Identification, Images, & Information
For Insects, Spiders & Their Kin
For the United States & Canada
Photo#1506329
Tephritidae:Trupanea actinobola - Trupanea vicina - female

Tephritidae:Trupanea actinobola - Trupanea vicina - Female
Rohnert Park, Sonoma County, California, USA
April 2, 2018
Size: +/-5mm
In E Section of Rohnert Park; on sweet alyssum flowers; weak sun; slight haze; 3-5 mph; 73d F.

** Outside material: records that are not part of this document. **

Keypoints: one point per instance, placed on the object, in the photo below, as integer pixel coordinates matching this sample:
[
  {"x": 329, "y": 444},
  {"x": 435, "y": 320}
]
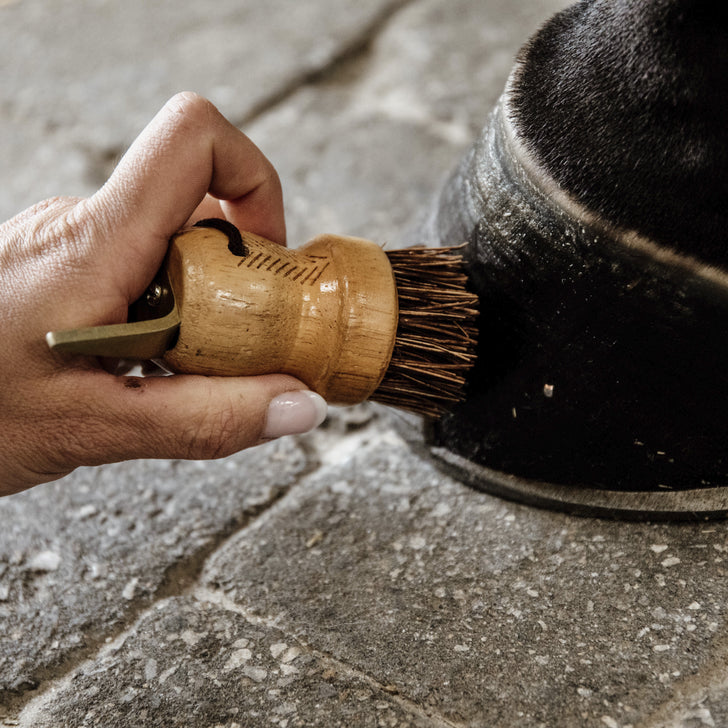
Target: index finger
[{"x": 186, "y": 151}]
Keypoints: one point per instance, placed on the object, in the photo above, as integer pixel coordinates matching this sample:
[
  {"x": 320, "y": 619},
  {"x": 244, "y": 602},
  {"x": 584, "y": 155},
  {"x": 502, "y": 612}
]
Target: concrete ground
[{"x": 336, "y": 578}]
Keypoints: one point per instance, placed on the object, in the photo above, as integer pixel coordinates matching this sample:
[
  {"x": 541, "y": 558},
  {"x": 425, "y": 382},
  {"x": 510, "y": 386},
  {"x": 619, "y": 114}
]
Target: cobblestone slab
[
  {"x": 191, "y": 664},
  {"x": 81, "y": 79},
  {"x": 362, "y": 151},
  {"x": 81, "y": 556},
  {"x": 491, "y": 613}
]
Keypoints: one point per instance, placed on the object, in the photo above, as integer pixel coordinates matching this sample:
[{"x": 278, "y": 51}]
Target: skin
[{"x": 66, "y": 263}]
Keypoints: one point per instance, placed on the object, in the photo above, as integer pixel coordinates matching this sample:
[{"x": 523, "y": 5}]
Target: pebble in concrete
[
  {"x": 81, "y": 556},
  {"x": 189, "y": 663},
  {"x": 488, "y": 612}
]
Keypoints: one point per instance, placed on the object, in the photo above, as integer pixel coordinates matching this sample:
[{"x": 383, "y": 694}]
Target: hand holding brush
[{"x": 70, "y": 263}]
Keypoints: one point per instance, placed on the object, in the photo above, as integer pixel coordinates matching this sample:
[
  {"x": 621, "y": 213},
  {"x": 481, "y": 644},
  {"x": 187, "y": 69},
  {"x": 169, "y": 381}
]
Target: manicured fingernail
[{"x": 292, "y": 413}]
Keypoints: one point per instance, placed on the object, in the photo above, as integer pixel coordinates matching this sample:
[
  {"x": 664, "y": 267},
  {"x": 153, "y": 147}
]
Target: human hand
[{"x": 68, "y": 263}]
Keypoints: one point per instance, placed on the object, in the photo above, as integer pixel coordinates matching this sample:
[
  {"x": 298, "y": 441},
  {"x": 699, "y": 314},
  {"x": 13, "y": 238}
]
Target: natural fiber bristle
[{"x": 436, "y": 336}]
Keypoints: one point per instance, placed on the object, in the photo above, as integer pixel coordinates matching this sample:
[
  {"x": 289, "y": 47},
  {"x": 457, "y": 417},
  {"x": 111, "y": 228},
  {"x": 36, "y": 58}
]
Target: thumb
[{"x": 186, "y": 416}]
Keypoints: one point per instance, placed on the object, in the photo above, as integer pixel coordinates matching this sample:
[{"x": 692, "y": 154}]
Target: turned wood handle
[{"x": 325, "y": 313}]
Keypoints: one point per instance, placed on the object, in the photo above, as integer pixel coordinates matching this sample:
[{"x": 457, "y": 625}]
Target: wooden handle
[{"x": 325, "y": 313}]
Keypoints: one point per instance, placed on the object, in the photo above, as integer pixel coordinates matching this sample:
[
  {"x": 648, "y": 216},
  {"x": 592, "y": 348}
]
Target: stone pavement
[{"x": 336, "y": 578}]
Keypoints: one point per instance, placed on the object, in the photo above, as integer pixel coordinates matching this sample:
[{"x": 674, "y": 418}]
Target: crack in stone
[
  {"x": 217, "y": 598},
  {"x": 358, "y": 47},
  {"x": 177, "y": 580}
]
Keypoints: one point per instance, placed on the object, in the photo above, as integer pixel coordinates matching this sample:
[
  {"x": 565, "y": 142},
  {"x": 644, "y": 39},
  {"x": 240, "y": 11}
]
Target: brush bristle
[{"x": 436, "y": 336}]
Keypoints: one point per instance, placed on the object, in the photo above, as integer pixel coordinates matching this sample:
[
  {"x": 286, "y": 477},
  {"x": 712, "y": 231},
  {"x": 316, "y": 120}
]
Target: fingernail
[{"x": 292, "y": 413}]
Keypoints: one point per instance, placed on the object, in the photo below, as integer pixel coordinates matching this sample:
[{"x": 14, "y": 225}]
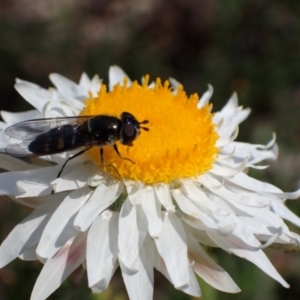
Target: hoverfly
[{"x": 55, "y": 135}]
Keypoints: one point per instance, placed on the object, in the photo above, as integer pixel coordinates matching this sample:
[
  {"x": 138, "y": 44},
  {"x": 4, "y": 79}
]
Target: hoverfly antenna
[{"x": 144, "y": 122}]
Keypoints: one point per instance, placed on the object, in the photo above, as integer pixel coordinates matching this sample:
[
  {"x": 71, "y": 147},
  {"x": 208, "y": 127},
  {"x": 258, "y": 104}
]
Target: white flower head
[{"x": 183, "y": 186}]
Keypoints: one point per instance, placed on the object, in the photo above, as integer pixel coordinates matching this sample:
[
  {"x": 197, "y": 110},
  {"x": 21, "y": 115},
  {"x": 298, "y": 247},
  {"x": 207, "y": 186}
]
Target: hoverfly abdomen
[
  {"x": 40, "y": 137},
  {"x": 56, "y": 140}
]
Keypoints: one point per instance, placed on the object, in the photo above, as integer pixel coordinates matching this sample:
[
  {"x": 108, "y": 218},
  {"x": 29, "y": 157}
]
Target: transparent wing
[
  {"x": 29, "y": 130},
  {"x": 45, "y": 136}
]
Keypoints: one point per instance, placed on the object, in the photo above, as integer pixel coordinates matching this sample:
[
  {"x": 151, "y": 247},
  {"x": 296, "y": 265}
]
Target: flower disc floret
[{"x": 181, "y": 139}]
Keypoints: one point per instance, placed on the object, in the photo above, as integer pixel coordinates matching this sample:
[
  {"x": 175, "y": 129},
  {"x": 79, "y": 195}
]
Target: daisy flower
[{"x": 183, "y": 187}]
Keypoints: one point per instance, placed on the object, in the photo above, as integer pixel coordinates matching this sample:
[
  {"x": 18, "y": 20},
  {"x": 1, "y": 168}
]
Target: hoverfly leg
[
  {"x": 75, "y": 155},
  {"x": 117, "y": 150},
  {"x": 102, "y": 161}
]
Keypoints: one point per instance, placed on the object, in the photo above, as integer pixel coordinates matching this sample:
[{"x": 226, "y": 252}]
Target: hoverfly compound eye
[{"x": 129, "y": 129}]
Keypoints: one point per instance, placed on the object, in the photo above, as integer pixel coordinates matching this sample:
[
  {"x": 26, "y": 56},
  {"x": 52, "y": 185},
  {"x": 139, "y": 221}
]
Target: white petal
[
  {"x": 29, "y": 255},
  {"x": 139, "y": 283},
  {"x": 95, "y": 86},
  {"x": 164, "y": 196},
  {"x": 252, "y": 184},
  {"x": 233, "y": 245},
  {"x": 67, "y": 87},
  {"x": 10, "y": 163},
  {"x": 116, "y": 75},
  {"x": 84, "y": 81},
  {"x": 205, "y": 97},
  {"x": 36, "y": 183},
  {"x": 35, "y": 95},
  {"x": 172, "y": 247},
  {"x": 28, "y": 232},
  {"x": 60, "y": 227},
  {"x": 132, "y": 232},
  {"x": 207, "y": 269},
  {"x": 58, "y": 268},
  {"x": 190, "y": 208},
  {"x": 282, "y": 211},
  {"x": 152, "y": 208},
  {"x": 13, "y": 118},
  {"x": 102, "y": 250},
  {"x": 102, "y": 198}
]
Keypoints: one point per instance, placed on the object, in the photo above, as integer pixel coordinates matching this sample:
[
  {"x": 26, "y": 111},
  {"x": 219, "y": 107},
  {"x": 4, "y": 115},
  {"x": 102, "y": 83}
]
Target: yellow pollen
[{"x": 180, "y": 143}]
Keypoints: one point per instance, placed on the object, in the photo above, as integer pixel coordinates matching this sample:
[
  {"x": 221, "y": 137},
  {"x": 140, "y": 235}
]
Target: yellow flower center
[{"x": 181, "y": 139}]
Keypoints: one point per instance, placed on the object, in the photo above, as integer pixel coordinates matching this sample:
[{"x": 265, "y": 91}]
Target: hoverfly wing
[
  {"x": 32, "y": 128},
  {"x": 46, "y": 136},
  {"x": 19, "y": 150}
]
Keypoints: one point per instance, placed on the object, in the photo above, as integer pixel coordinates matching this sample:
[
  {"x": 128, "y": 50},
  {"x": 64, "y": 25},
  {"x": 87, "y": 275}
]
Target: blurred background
[{"x": 251, "y": 47}]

Images of this individual: tag all
Tephritidae:Trupanea actinobola - Trupanea vicina - female Tephritidae:Trupanea actinobola - Trupanea vicina - female

Moved
Moved from Trupanea.

Keying to Species in the Genus Trupanea
This is from the key linked on the genus page. (1) (1960)
Note: some of the labeling may be confusing. For example vein M3+Cu1 = CuA1 and cell R = cell br (...in other texts)
(Key to females)
1) - Wing with preapical dark area in distal third or half of cell R3 and basal half of cell R5, with narrow dark rays diverging from it to margins ........... 2
2) - Dark ray connecting stigma with vein r-m much narrower than length of stigma, sometimes completely absent ........... 4
4) - One dark ray through cell 1st M2; in addition, sometimes a spot near middle of that cell and a dark spot in line with it on vein M3+Cu1, [CuA1] or with other markings within cell proximal to distal ray ........... 10
10) - Hyaline spot immediately anterior to vein m rounded anteriorly and rarely exceeding posterior two-thirds of cell R5 ........... 11
11) - Distal end of cell R definitely infuscated in addition to narrow band along vein r-m ........... 18
18) - Apex of cell R with dark even infuscation similar to that in base of cell R5; proximal border sharply delimited ........... vicina (Van der Wulp 1899)

Description:
The most distinctive feature of this wing pattern is the extensive evenly dark nonareolate infuscation in the apex of cell R [br] and the characteristic manner in which the dark ray through the stigma tends to run into it rather than more obliquely to vein r-m.
In addition, the marginal hyaline spot at the apex of vein R2+3 is more or less centered in the dark area on each side of it.
This image shows the wing patterns very nicely: ♀

Distribution:
Orizaba and Gulf of California (Mex.) California, Arizona, New Mexico, and Texas.

Moved
Moved from ID Request.

 
T. actinobola
Please note Fig. 25, p 823, Manual of Nearctic Diptera, Vol. 2; this is T. actinobola, don't you think?

 
Maybe
I'm not sure that we can completely rule out Trupanea vicina in this case. I'm not an expert on this genus. (...yet) Most of the examples of that species are from the eastern range.
Please compare: ♀ (CA) That image may or may not be misplaced, but I'm not sure what we should be looking for, to distinguish the correct species here. They are very similar anyway: ♀ (IL) Trupanea actinobola

The page that you referenced is part of a general Key-to-Genera and may not be adequate for determining the exact species.
If you check the Key-to-Species (1) Page 29, figures 24 & 25, you will see that these two species really are very similar.

 
T. actinobola
Of course it's a key to genera; however, if you look, you'll see that the illustration to which I refer is of T. actinobola's wing--and it's a ringer for the wing of the fly in the photograph I submitted. That's ringer as in identical down to the last detail--the reason for selecting the pair of photographs that I submitted was to illustrate this fact.

I am back and out of the hospital: this fly is T. vacina. Thanks everybody for not listeing to me! And an especial thanks to Bob Biagi.